De ophokplicht voor pluimvee blijft voorlopig van kracht. Dat heeft landbouwminister Carola Schouten besloten na advies van de Deskundigengroep dierziekten.
De deskundigen concluderen dat het risico dat een pluimveebedrijf in Nederland besmet raakt met vogelgriep iets lager is dan in november vorig jaar, maar dat het risico nog altijd hoog tot zeer hoog is, omdat er nog altijd hoogpathogene volgegriep (HPAI) onder wilde vogels lijkt te circuleren.
Ook zijn er nog besmettingen bij pluimveebedrijven in de ons omringende landen. Bovendien kan het virus bij lage buitentemperaturen goed overleven en trekken de wilde watervogels de komende maanden weer terug naar hun broedplaatsen. Schouten heeft op basis van de huidige situatie besloten de landelijke maatregelen van een ophokplicht te handhaven.
“Je ziet ook aan de situatie in omringende landen dat het niet rustig is,” zegt beleidsmedewerker Ernest Bokkers van Pluimveehoudersorganisatie LTO/NOP in reactie op het besluit van Schouten. “We hopen dat het in Nederland hierbij blijft. Op dit moment kijken wij niet anders tegen de situatie aan dan de deskundigen.”
Het vastgehouden van de ophokplicht betekent voor pluimveebedrijven met vrije uitloopeieren dat ze de maximale termijn van 16 weken overschrijden, waarbij ze de eieren ondanks de ophokplicht nog als vrije-uitloopei mogen verkopen. Deze termijn eindigt op 11 februari. Het betekent dat de eieren van deze bedrijven voorlopig als (goedkoper) scharrelei verkocht moeten worden.

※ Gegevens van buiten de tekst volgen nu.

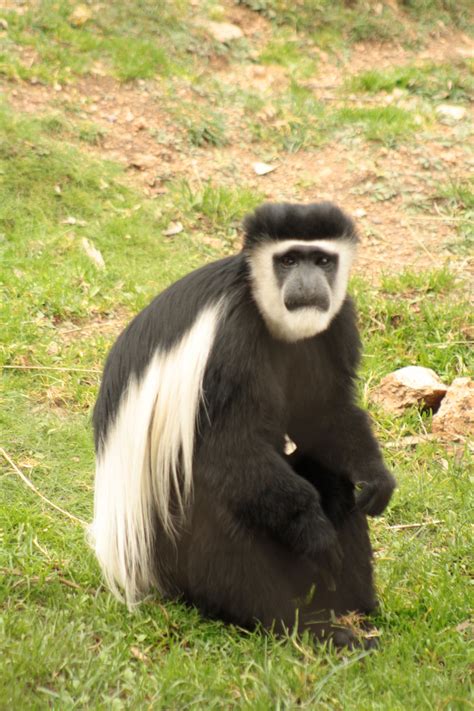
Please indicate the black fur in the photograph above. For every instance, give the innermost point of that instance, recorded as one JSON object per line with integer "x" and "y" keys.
{"x": 264, "y": 530}
{"x": 287, "y": 221}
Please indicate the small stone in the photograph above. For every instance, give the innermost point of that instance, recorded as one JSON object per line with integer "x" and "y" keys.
{"x": 455, "y": 417}
{"x": 407, "y": 387}
{"x": 142, "y": 161}
{"x": 263, "y": 168}
{"x": 222, "y": 31}
{"x": 450, "y": 112}
{"x": 174, "y": 228}
{"x": 93, "y": 253}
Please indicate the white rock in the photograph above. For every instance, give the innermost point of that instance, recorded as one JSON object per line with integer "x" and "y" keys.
{"x": 263, "y": 168}
{"x": 409, "y": 386}
{"x": 455, "y": 417}
{"x": 222, "y": 31}
{"x": 93, "y": 253}
{"x": 453, "y": 113}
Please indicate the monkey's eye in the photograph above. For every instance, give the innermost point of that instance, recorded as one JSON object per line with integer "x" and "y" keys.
{"x": 288, "y": 260}
{"x": 323, "y": 261}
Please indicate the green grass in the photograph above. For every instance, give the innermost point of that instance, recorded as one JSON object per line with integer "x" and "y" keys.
{"x": 64, "y": 641}
{"x": 299, "y": 121}
{"x": 386, "y": 124}
{"x": 439, "y": 82}
{"x": 336, "y": 23}
{"x": 130, "y": 44}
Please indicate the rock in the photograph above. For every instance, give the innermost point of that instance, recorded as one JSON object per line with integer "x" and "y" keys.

Brancheorganisatie van de eierhandel Anevei vreest dat het verlengen van de ophokplicht de eierketen veel geld gaat kosten. Zowel direct – door het afwaarderen van de vrije-uitloopeieren – als indirect, voor verliezen van markten en uitval van vraag naar vrije-uitloopeieren. “De laatste keer dat ook de termijn voor de vrije-uitloopstatus werd overschreden, was na een half jaar 80 tot 90% van de vraag naar vrije-uitloopeieren terug. Pas na een jaar naderde dit weer de 100%”, aldus Hubert Andela, voorzitter van Anevei.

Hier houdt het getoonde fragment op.